This paper examines how collective memories of war and crisis shape contemporary political narratives in Georgia. The research draws on in-depth interviews conducted in 2018 in the regional towns of Borjomi and Telavi and forms part of my doctoral dissertation, “Generations in Transition: The Interplay of History, Trust, and Activism in Georgia’s Social Attitudes.” The study explores how different generations remember key traumatic experiences, including the collapse of the Soviet Union, the conflicts of the 1990s, and the Russo-Georgian War.
Building on the theory of generations developed by Karl Mannheim, the research demonstrates that these historical experiences continue to shape political perceptions and emotional responses across age cohorts. Older respondents often recall the economic collapse and social insecurity of the early 1990s as a defining trauma, while younger generations more strongly associate national vulnerability with the 2008 war. Despite generational differences, memories of war and instability remain central to the collective understanding of political risk.

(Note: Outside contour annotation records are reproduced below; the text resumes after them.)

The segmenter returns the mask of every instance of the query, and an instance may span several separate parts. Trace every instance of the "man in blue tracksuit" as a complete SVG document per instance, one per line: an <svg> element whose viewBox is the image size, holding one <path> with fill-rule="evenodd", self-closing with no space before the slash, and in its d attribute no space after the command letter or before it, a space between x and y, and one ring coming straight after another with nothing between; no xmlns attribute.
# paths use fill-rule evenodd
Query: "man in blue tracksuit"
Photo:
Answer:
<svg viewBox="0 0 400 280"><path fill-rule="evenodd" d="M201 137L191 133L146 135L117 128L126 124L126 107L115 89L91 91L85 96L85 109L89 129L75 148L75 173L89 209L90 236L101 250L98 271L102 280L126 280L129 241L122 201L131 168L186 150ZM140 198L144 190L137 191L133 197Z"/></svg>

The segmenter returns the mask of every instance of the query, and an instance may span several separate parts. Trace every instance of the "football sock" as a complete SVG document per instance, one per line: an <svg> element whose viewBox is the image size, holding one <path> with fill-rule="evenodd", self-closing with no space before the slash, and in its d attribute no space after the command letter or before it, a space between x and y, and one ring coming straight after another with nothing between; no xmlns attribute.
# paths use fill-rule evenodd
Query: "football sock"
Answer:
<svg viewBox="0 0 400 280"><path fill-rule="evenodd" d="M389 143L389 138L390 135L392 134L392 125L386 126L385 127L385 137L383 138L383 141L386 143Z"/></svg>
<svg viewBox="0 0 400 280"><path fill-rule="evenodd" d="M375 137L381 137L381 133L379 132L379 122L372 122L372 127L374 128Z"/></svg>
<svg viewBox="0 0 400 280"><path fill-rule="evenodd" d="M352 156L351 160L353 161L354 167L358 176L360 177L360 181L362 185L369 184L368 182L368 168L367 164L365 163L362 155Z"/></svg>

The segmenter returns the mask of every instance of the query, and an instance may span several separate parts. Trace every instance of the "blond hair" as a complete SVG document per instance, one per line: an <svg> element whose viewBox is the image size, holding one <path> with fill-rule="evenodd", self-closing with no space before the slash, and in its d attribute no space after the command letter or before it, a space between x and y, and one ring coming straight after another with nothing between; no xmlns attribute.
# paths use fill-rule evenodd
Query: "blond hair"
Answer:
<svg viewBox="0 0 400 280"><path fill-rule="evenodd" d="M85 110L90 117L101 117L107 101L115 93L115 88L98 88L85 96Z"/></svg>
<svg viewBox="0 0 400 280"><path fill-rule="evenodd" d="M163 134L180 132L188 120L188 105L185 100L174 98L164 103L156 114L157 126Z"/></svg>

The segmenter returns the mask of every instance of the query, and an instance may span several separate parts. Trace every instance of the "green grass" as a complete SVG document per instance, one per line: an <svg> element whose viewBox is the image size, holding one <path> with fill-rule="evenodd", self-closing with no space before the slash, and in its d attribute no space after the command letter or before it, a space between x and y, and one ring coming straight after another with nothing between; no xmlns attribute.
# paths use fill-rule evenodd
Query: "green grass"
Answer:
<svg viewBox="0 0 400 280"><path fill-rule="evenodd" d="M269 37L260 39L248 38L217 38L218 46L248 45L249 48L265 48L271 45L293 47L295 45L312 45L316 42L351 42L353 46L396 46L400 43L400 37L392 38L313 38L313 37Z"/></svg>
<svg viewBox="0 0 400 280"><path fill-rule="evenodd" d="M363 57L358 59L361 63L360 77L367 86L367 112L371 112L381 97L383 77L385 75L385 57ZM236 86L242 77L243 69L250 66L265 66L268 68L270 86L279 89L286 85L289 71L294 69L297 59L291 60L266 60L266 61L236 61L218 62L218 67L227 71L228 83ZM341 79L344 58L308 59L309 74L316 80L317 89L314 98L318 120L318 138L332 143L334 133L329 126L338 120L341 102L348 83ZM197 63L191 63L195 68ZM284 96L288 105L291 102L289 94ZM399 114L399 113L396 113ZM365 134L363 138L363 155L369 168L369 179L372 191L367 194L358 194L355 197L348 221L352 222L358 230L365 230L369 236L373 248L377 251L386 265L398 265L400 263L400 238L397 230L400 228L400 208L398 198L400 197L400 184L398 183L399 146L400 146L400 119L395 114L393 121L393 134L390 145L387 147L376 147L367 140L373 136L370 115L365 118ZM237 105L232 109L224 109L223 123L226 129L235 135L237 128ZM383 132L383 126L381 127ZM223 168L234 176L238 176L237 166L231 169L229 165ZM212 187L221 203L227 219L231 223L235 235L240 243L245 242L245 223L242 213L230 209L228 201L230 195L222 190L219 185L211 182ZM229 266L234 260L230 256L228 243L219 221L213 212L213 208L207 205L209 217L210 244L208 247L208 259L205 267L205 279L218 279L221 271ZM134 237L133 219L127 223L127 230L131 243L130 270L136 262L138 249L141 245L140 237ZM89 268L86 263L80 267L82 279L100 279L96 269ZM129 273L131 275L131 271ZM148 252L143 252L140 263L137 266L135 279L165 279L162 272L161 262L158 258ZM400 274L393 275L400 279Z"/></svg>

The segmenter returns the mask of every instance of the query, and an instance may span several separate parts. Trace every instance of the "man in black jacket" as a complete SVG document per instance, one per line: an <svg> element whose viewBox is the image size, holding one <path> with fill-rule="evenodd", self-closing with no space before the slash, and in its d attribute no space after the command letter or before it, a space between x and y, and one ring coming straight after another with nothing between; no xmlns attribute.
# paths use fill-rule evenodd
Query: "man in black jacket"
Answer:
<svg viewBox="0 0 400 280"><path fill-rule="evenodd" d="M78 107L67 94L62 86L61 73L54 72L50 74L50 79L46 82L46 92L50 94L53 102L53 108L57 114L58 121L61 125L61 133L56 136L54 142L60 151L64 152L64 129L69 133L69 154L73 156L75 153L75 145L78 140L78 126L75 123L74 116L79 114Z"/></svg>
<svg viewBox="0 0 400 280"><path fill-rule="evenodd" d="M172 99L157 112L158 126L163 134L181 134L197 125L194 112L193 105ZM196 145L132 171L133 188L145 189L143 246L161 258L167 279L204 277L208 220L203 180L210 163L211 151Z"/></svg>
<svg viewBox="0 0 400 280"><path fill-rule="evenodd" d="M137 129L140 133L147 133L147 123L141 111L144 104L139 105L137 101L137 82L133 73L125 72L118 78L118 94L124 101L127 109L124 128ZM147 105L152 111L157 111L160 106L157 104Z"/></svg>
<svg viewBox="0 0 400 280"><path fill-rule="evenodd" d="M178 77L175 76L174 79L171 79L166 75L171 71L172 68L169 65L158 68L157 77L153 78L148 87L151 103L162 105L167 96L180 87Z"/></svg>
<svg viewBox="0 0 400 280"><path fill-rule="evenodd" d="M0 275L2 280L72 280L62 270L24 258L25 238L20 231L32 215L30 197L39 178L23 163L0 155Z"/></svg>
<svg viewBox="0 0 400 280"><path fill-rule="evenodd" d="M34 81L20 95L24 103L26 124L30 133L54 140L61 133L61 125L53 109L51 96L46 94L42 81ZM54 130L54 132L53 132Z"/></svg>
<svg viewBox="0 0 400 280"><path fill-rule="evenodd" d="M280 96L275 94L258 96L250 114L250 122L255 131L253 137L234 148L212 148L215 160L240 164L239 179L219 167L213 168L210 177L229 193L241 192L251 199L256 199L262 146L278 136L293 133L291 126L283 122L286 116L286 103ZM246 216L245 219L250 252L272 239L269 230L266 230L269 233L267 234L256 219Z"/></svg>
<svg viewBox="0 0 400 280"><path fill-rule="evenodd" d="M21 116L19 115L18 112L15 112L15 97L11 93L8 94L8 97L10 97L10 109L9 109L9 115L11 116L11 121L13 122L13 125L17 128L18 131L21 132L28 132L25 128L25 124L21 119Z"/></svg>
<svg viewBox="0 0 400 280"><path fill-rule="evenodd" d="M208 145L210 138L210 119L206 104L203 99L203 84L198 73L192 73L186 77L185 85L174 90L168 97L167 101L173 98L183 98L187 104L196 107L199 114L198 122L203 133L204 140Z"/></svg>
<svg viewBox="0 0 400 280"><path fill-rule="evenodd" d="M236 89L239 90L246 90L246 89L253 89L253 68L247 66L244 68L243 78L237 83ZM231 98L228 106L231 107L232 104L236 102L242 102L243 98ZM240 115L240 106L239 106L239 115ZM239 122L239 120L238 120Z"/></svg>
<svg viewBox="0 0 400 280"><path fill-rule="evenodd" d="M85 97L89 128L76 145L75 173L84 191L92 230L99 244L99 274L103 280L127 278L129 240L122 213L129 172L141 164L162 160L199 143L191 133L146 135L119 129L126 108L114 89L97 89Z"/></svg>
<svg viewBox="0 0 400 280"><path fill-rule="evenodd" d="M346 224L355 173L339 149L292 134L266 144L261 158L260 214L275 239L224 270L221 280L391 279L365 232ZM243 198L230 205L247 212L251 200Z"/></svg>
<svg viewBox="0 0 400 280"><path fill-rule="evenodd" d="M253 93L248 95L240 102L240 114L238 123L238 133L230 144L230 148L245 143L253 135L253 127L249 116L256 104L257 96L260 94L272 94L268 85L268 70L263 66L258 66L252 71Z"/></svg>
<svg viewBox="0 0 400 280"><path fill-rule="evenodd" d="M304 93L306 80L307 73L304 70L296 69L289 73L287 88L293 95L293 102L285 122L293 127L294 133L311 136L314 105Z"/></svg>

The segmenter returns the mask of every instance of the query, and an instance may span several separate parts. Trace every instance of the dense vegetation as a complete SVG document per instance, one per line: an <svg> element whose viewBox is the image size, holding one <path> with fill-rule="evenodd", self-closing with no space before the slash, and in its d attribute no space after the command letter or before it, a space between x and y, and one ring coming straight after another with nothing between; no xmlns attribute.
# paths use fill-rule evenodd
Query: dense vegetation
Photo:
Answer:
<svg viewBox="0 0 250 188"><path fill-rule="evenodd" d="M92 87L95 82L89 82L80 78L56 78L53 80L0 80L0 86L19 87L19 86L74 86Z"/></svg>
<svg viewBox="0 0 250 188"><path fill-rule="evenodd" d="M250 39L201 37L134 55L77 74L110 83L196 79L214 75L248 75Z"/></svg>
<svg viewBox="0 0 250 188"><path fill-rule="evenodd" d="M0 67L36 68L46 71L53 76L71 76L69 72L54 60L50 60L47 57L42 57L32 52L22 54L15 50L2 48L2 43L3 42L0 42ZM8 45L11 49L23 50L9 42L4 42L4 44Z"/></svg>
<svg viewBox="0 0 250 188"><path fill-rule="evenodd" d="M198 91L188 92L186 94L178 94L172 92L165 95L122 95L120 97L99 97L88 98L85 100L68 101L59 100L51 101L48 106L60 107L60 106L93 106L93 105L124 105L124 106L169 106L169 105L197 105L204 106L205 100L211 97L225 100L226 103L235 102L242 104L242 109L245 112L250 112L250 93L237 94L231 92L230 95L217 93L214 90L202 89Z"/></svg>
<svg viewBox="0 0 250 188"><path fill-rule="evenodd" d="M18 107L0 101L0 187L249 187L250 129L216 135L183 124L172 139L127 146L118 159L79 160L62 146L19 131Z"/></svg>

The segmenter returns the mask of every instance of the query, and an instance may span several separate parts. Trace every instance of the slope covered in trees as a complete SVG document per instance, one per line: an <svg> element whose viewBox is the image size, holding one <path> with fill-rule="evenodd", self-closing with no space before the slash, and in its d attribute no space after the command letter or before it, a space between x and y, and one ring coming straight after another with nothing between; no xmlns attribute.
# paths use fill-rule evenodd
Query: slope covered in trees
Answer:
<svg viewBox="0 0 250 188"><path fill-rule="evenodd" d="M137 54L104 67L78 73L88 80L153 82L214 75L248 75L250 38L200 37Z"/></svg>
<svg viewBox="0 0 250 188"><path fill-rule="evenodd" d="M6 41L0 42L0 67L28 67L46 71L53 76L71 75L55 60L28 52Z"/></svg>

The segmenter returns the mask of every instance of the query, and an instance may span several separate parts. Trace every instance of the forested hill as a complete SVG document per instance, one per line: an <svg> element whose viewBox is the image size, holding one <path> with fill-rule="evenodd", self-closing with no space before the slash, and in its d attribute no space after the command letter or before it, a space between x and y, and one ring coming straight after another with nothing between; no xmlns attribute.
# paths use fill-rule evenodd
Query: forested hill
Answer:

The Georgian case demonstrates how collective trauma can function as a political resource. By mobilising memories of past conflicts, political actors frame electoral competition through narratives of security and existential threat. The paper argues that such strategies illustrate how memory politics operate in post-Soviet societies and may offer insights for understanding similar dynamics in other parts of the region, including Central Asia.